ON the evolution of Data Engineering
A few years ago being a data engineer meant managing data in and out of a database, creating pipelines in SQL or Procedural SQL and doing some form of ETL to load data in a data-warehouse, creating data-structures to unify, standardize and (de)normalize datasets for analytical purpose in a non-realtime manner. Some companies were adding to that a more front facing business components that involved building analytic cubes and dashboard for business users.
In 2018 and beyond the role and scope of the data engineers has changed quite drastically. The emergence of data products has created a gap to fill which required a mix of skills not traditionally embedded within typical development teams, the more Software Development Oriented data engineers and the more data oriented Backend Engineers were in a prime role to fill this gap.
This evolution was facilitated by a growing number of technologies that helped to bridge the gap both for those of Data Engineering and those of a more Backend Engineering background.
Big Data: The emergence of Big Data and the associated technologies that can with it drastically changed the data landscape with Hadoop open-sourced in 2006, it became easier and cheaper to store large amount of data, Hadoop unlike traditional RDBMS databases did not require a lot of structuring in order to be able to process the data. The complexity to develop on Hadoop was initially quite high, requiring the development of Map Reduce jobs in Java. The challenges of processing big data forced the emergence of Backend Engineers working on analytical data workflow. It was not until Hive was open sourced in 2010 that the more traditional data engineers could get an easy bridge to get on boarded in this era of Big data.

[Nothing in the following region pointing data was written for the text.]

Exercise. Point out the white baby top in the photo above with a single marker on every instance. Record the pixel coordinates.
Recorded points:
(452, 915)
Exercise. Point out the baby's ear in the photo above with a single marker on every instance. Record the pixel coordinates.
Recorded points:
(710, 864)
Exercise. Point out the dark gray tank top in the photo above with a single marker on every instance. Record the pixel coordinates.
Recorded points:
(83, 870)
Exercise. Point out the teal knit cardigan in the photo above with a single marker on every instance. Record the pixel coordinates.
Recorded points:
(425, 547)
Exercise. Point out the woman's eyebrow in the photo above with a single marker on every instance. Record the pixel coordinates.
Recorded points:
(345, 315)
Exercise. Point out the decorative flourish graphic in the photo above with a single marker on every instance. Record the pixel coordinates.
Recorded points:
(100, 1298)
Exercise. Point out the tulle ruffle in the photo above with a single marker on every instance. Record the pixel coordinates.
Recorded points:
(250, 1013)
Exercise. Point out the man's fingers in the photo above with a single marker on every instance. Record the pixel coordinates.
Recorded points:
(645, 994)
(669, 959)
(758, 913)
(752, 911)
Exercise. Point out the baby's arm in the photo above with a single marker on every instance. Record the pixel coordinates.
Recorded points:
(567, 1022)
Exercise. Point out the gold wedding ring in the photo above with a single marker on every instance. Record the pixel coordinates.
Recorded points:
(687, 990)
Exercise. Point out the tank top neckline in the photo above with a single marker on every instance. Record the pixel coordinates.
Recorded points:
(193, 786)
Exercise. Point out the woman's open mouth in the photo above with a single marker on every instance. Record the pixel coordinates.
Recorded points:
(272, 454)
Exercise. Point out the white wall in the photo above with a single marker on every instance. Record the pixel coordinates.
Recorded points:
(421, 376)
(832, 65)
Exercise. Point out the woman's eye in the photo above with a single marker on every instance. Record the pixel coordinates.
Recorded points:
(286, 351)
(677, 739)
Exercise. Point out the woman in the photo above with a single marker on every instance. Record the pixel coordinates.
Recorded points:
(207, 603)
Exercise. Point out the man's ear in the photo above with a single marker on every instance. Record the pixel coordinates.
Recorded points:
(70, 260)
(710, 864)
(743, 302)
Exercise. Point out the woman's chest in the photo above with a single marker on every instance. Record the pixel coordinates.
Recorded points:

Data Orchestration Engines: With the development of Big data, large internet companies were faced with a challenge to operate complex data flow without any tools such as SSIS used for more traditional RDBMS working in this ecosystem. Spotify opened sourced Luigi in 2012 and Airbnb Airflow (inspired by a similar system at facebook) in 2015. Coming from a heavy engineering driven background, these orchestration engines were essentially data-flows as code.
Python being the language most of these orchestration engine were built on helped them gain ground benefiting based on the traction in the PyData ecosystem and from the increase use of python among Production engineers. Traditional Data Engineers coming into this ecosystem needed to adapt and up-skill in software engineering.
Machine Learning: The trove of data that was now possible to collect from the internet, Machine learning quickly gained traction. Until the advent of Hadoop, Machine Learning models were usually trained on a single machine and usually applied on a very ad-hoc manner. For large internet companies, in the early days of Hadoop leverage machine learning models required some advanced software development knowledge in order to train and apply models into production, with the use of frameworks such as Mahout leveraging upon MapReduce.
Some Backend engineers started to specialize in this area to become Machine Learning Engineers, very production focused Data Scientists. For a lot of startup this kind of development was however overkill. Improvement in SKLearn, a python project open started in 2007, and the popularization of orchestration engine made it fairly easy to go from a proof of concept by a Data Scientist to production ready workflows by Data Engineers for moderately sized datasets.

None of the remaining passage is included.